Richards also served as Scientific Director (1937-1950), among other roles, to the Merck Institute and edited the Merck Manual. The Merck Company Foundation endowed a professorship in medicine in his honor at Columbia University in 1968.
He co-authored the book, Circulation of the Blood: Men and Ideas (New York: Oxford University Press, 1964) with Alfred P. Fishman, and Medical Priesthoods and Other Essays (Connecticut Printers, 1970). He received the Trudeau Medal from the National Tuberculosis and Respiratory Disease Association (1968), the Kober Medal from the Association of American Physicians (1970), and the Diamond Jubilee Medal from Bellevue Hospital (1973).
He retired from Presbyterian and Bellevue hospitals in 1961, serving as a medical consultant for a number of years.
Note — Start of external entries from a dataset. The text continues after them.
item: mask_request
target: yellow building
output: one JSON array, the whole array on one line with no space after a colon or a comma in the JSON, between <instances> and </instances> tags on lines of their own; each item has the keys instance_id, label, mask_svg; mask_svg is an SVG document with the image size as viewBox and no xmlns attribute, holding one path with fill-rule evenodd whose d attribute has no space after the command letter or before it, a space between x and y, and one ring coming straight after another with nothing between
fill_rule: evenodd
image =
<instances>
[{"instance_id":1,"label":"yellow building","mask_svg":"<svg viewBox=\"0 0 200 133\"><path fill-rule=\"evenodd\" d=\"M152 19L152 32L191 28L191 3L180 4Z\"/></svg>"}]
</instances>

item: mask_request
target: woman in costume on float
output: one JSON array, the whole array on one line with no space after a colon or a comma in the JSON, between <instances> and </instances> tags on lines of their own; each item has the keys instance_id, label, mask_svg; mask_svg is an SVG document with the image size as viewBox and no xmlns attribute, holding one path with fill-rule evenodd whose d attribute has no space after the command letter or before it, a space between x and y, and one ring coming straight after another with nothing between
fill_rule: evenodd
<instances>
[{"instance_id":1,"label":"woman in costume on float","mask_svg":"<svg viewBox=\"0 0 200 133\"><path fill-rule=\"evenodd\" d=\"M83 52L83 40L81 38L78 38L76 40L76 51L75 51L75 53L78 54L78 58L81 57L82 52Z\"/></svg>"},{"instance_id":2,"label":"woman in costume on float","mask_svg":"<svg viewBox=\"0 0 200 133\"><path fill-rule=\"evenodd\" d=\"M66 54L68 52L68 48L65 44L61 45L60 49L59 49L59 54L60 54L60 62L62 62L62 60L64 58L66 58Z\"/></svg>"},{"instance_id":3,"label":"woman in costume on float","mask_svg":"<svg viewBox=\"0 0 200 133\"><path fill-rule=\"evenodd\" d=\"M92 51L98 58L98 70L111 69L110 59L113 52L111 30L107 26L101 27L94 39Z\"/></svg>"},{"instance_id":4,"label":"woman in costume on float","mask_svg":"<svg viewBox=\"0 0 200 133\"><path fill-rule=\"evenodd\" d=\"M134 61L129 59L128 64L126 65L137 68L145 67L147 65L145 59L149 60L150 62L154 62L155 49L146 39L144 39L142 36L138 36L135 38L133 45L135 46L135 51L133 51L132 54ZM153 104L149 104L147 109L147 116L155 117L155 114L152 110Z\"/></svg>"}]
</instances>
He died in Lakeville, Connecticut on February 23, 1973 at the age of 77.
These papers contain correspondence written during his military training
and deployment in France during the First World War, and correspondence, academic papers,
notes, films, and other material documenting his career as a physician and research physiologist
at Columbia University, Bellevue and Presbyterian Hospitals, and the Merck Institute.
Arranged into two accessions.
These records are open for research without restriction.
Open for research
Dickinson W. Richards Papers, Archives & Special Collections, Columbia University Health Sciences Library.
Date: 1933 - 1973
Correspondence; academic papers and talks in the form of manuscripts and reprints; notes, drawings, reports, a photograph album and films document the life and career of Richards. Of note are black and white photographs of Richards and colleagues housed in a custom-made album presented to Richards by Merck & Co; moving pictures depicting Richards and other recipients honored at the Nobel Prize ceremony in Sweden in 1956.
Date: 1916 - 1919
Correspondence from Dickinson Richards to his family members, the bulk being letters addressed to his mother, Sally Richards, living at 163 Irving Avenue South Orange, New Jersey; her summer residence at Sunapee, New Hampshire; and her New York City residence at 43 East 72nd Street. He also writes to his father, Dickinson W. Richard; his sisters Katherine, Josephine, and Gertrude; and his brother Edward. Included are postcards, telegrams, and accompanying photographs.